I've never played Final Fantasy Tactics despite being a fan of the SRPG genre. My experience was always more with Shining Force, Fire Emblem, Vandal Hearts and Arc the Lad. I heard from friends that Fell Seal: Arbiters Mark was a pretty good indie SRPG taking influence from Final Fantasy Tactics though so snatched it up quite a while ago. Having spent nigh 60 hours with the game and it's Missions and Monsters DLC I can say it certainly is a good little game if lacking a little bit in it's focus.

The story is based around Kyrie, she is an Arbiter, sort of a special soldier that can dispense justice as she sees fit for the Immortal Council. Kind of like a Judge from Judge Dredd in many ways, but less violent perhaps. It's not long before both she and her band get dragged into big events as one of the council is stepping down and something shady seems to be happening so Kyrie decides to investigate.

The game takes place on a world map where Kyrie and her band travel from map to map fighting battle with monsters, soldiers and bandits with the odd town scattered between. Battle maps are fairly small for the most part and you can take on average 6 party members into battle on most of them. Each battle is turn based on a grid system with each characters movement, attack and abilities based on equipment and their class. In camps and towns you can change classes and equipment for everyone as you see fit. As they gain AP though battles they can level up in the class they have equipped learning passive and active abilities. You can equip a sub class allowing for access to two at once. Each class can equip certain weapons and armors allowing by the end for a huge combination of classes, abilities and equipment.

This is both a blessing and a curse to be honest as I found the game was completely unbalanced. A few maps grinding out AP and you can create extremely powerful characters that duel wield weapons, heal whenever they walk, counter attack everything etc. I was stomping everything by the end of the game and the battles were starting to feel repetitive. That said, I was still enjoying crushing everything in my path, I would just prefer more focus on pre-designed characters with set unique classes and remove the open ended create your own characters with access to everything as I barely used them anyway. It would have given better balance to the gameplay and feel less bloated.

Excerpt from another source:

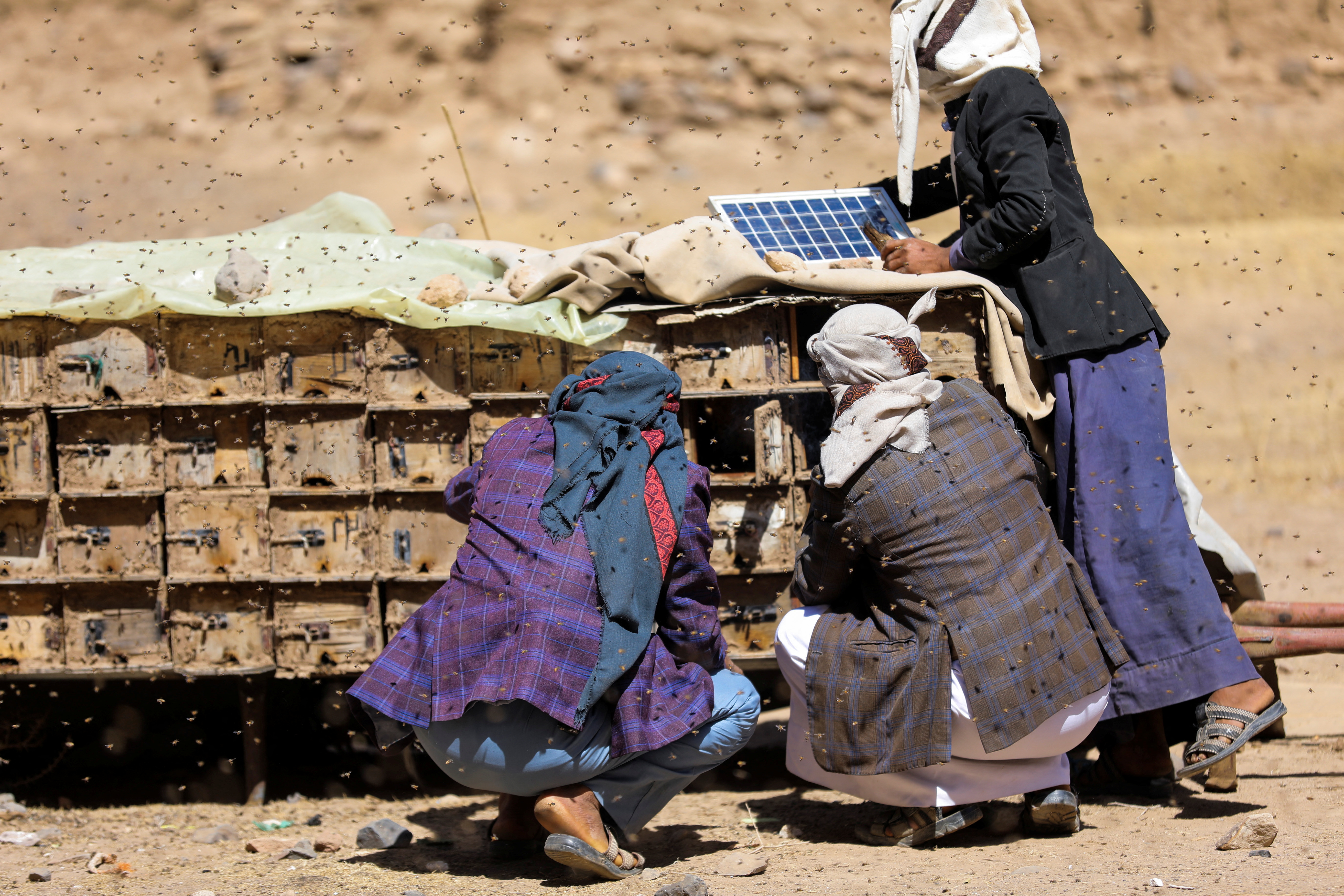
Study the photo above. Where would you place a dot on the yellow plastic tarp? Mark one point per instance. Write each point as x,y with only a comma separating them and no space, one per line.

The DLC adds even more options with monsters, new classes, missions and upgrading territory but it all feels just like more micromanagement to 'win more' rather than depth. Not that it's bad it's just all unneeded.

The graphics and art are a bit of an odd mix. They both look pretty good in a vacuum but blended together it's like two different games. The character portraits are fantastic but they look like hand painted artwork compared with the extremely colorful 2D sprites in game and they just clash uncomfortably. Though I did get used to it they simply don't work together.

All in all this is a solid game if you're after a SRPG fix as there aren't exactly a huge amount of them like this around anymore. I would love a sequel with some of the fat trimmed off and a more cohesive style. I think the developers would have something truly great then rather than just good as it is now.

+ Interesting characters and story premise.
+ Some good artwork.
+ Plenty of options in how to build your party.

- It's attempt at doing everything makes the combat unbalanced and feels generic.
- Battles become repetitive about midway through the game.
- Portrait art and in game visuals clash hugely.

Reviewed on Jun 05, 2022


2 Comments


1 year ago

"I would just prefer more focus on pre-designed characters with set unique classes and remove the open ended create your own characters with access to everything as I barely used them anyway."

100% this, and I think Vandal Hearts has one of my favorite examples of it -- pre-designed characters with two different growth paths, so the game has some extra variety between playthroughs and design doesn't overcomplicate itself by trying to balance too many branching permutations of classes.

1 year ago

Yes exactly! It makes for a tighter game experience and encounter design but allowed for some variety. Fell Seal is a bit too much jack of all trades master of none.